Employees of Austrian companies have two routes into defined contribution (DC) schemes: through an insurance contract or through a pensions fund contract.
Before the introduction of the Pensionskassen system in 1990, the insurance route was the only one open to an employee. The employer takes out what is effectively a reinsurance policy on the funding of the pension. For employers it is a safe method of guaranteeing contributions. However, the tax advantages are small with only E300 per employee per year tax-deductible.
The Pensionskassen system, which offers an DC option with tax deductibility for up to 10% of an employees’ salary, is much more attractive to employers, and is now the preferred choice of DC scheme.
If a company wants to set up a DC scheme within the Pensionskassen system it must draw up two contracts; one with the pension fund company (either multi- or single employer) and one with the employees, or works council, if there is one.
But an employer with less than 1,000 employees cannot set up a single employer arrangement. This contract, the Betriebsvereinbarung, sets the level of contributions, among other things. If a company chooses the DC option, it can contribute up to 10% of an employee’s salary. There is no minimum contribution for employers, and an employee cannot contribute more than the employer. Employers cannot reclaim any of their contributions from the fund at a later stage nor can their creditors.

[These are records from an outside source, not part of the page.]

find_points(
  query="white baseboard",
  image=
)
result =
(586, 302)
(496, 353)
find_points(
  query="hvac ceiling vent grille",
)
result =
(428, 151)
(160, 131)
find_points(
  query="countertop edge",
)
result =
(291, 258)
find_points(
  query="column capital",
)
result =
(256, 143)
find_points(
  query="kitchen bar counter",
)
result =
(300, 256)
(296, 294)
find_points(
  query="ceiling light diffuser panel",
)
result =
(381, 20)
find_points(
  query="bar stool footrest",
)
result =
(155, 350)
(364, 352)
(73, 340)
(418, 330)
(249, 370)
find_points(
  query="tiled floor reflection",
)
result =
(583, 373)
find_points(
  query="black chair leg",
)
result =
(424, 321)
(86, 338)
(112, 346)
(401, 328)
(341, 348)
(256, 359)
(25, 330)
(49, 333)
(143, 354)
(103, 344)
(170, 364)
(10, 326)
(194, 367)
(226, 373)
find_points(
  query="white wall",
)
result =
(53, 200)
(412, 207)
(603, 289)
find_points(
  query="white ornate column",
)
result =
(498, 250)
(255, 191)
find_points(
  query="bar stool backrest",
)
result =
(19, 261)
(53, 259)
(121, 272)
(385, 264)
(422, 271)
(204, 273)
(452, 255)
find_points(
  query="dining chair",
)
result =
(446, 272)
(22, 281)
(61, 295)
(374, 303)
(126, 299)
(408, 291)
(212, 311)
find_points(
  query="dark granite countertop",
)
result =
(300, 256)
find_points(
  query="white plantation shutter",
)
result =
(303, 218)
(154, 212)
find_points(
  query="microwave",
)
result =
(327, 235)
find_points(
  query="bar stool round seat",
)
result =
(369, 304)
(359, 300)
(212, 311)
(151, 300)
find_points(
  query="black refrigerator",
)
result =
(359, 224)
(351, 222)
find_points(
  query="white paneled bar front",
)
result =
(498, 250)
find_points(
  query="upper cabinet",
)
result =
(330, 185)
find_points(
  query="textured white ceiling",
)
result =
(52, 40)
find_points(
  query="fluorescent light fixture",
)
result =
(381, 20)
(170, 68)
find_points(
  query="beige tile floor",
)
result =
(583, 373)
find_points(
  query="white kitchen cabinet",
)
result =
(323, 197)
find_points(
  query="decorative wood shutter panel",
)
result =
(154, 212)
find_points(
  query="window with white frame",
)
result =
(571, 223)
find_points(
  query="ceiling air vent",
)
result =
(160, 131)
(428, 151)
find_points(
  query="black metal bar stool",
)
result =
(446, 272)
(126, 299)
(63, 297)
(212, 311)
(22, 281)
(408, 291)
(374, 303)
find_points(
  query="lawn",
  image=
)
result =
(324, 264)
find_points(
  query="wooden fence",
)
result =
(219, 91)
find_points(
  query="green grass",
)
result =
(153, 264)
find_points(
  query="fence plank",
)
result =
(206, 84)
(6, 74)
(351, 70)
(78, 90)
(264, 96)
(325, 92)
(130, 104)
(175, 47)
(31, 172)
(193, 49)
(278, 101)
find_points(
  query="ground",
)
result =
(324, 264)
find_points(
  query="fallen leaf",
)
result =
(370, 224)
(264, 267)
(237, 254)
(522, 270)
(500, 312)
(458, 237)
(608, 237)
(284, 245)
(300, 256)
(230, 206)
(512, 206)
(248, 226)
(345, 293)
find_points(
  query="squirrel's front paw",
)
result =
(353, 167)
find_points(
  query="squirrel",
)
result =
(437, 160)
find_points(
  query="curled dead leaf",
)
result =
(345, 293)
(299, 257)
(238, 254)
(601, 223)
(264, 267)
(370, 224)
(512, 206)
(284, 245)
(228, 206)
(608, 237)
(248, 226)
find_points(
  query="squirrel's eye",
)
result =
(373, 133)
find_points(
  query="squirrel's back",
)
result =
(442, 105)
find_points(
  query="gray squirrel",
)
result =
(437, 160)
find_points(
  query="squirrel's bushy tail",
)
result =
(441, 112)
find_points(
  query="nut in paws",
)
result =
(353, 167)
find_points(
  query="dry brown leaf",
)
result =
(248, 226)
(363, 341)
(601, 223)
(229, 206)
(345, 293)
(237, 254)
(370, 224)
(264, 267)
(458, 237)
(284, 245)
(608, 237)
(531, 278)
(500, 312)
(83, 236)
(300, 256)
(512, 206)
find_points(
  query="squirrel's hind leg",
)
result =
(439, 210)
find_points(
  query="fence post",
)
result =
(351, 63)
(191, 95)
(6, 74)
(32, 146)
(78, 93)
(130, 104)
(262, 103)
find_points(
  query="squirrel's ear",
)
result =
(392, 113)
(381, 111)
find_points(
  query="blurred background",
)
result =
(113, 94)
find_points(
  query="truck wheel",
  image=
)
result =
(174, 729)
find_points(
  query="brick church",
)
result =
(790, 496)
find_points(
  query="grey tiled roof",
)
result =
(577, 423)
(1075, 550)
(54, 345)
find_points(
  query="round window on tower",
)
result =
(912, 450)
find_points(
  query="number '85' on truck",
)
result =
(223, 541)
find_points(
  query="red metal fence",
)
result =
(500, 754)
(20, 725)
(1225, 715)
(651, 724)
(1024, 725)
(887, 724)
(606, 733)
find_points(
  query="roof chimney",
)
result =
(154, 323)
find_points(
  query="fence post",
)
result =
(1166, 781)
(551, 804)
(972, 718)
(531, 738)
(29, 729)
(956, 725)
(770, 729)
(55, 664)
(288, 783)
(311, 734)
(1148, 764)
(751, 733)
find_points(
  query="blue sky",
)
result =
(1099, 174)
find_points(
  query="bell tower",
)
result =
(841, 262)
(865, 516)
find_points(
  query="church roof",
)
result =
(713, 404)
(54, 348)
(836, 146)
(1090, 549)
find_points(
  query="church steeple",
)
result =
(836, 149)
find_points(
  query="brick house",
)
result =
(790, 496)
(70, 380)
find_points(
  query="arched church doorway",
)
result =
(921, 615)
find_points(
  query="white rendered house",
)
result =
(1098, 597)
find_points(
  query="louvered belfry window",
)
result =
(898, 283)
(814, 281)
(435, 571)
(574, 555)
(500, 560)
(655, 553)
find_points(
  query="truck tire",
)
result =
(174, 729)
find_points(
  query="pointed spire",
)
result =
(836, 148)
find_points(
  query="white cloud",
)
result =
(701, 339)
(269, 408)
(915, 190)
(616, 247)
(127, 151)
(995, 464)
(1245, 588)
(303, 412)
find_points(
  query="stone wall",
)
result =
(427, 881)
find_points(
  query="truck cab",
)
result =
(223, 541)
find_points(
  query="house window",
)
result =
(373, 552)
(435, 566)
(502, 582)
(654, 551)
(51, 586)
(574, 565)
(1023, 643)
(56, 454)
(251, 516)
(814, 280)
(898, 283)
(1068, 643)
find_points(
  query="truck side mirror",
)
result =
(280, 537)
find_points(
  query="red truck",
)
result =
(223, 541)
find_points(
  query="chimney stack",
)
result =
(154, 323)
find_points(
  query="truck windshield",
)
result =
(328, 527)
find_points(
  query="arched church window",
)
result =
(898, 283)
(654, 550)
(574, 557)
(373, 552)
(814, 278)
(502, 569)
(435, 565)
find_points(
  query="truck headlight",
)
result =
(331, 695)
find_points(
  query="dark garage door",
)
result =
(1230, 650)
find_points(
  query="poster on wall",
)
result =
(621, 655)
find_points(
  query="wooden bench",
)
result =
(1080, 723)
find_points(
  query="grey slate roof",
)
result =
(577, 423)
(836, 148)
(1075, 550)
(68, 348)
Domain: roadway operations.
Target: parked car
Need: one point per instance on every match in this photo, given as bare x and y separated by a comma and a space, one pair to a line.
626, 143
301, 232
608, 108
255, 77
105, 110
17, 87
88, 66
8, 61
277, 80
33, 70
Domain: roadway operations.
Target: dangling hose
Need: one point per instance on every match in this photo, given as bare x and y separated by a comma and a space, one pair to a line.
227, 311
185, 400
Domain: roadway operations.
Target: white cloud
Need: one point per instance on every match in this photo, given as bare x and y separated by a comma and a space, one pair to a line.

Within a pensionskasse DC plan, each employee has an individual account and receives an annual statement of how much has been paid in. At the end of employment, contributions are computed and converted into an annuity. Lump sum payments are available only in two situations – when the amount of money contributed is not more than E9,000 and when someone with an entitlement to a widow’s pension remarries.
Companies are free to design their own schemes to include specified groups of workers, and can set entry according to age or length of service. Companies can also choose their own risk/return investment profiles within the investment limits prescribed by law. These have been slowly but progressively loosened. Notably, the limit on equities has been relaxed from 30% to 50%.
Most companies in Austria have fewer than 1,000 employees and will therefore have to choose one of the the seven multi-employer funds to manage their DC scheme. These funds provide a range of mandates or investment and risk units (IRUs) which have different investment and actuarial characteristics. Many of these IRUs are reserved for large individual companies, but there are also a number of open IRUs that offer pooled mandates to multiple companies.
Vereinigte Pensionskasse (VPK) operates 25 closed IRUs and six open IRUs. These offer different risk/ return and actuarial profiles. For example, for one unit, an investment return of 5% at least is required to guarantee a flat pension payment. For another an investment return of 3.5% is required
Wolfgang Pinner, chief investment officer of VPK, explains: “The single mandate IRUs are managed according to the needs of the company and what has been established from the beginning. This usually starts with an asset liability study. But the asset allocation does not only depend on the investments. It also depends on the actuarial characteristics of the scheme. So you cannot put the company into one IRU or another only on the basis of the investment strategy.”
Individual investment choice is not an option in any of the pension funds. Christian Boehm, chief executive officer of the APK multi employer scheme, says that historically there has been little appetite for individual investment choice. “In Austria, we do not really have an equity culture. I think that less than 5% of our employees have equities in their personal portfolio. What we have at the moment is a system where the companies discuss with the employees through works councils whether they want more or less risk/returns.”
This collective approach to investment creates some problems. Thomas Biedermann, member of the board of the Victoria Volksbanken multi-employer fund, says there is an inevitable conflict of interests between young and old. “All employees young and old are in one investment risk community and they share one asset allocation basically.
“If you take a big multinational company with an average age of 30, the majority of people will have to work for a long time before they retire. So, for them a riskier investment approach would be appropriate. Then there are a few aged 55 to 60 years old. From a liabilities point of view, they probably could not afford to be invested 50% in equities. But what do you do? For one 55 year-old there are maybe 10 30-year-olds.”
“That is a situation that is not ideal,”he says. “The best thing would be to allow people to choose their risk profile for themselves. Pension funds themselves were very much pushing in that direction. They wanted more freedom for the individual when choosing the asset allocation for their pension funds. But the authorities said no, it’s a collective approach and there has to be a single investment strategy for at least 1,000 people. I’m not sure whether that will change in the foreseeable future.”
Some are hopeful. Helmut Kapl, the former chief executive office of the APK multi-employer fund and one of the architects of the present Pensionskassen system, suggests that some form of individual investment choice may be on the horizon. “In the last few years it has been constantly under discussion. It may be that the legislature will open fund types that offer two or three different investment strategies, varying from conservative to aggressive.”
However, he acknowledges that recent market volatility has made the government much more wary of investor choice. The idea may have to wait for the markets to settle down before it is seriously considered again.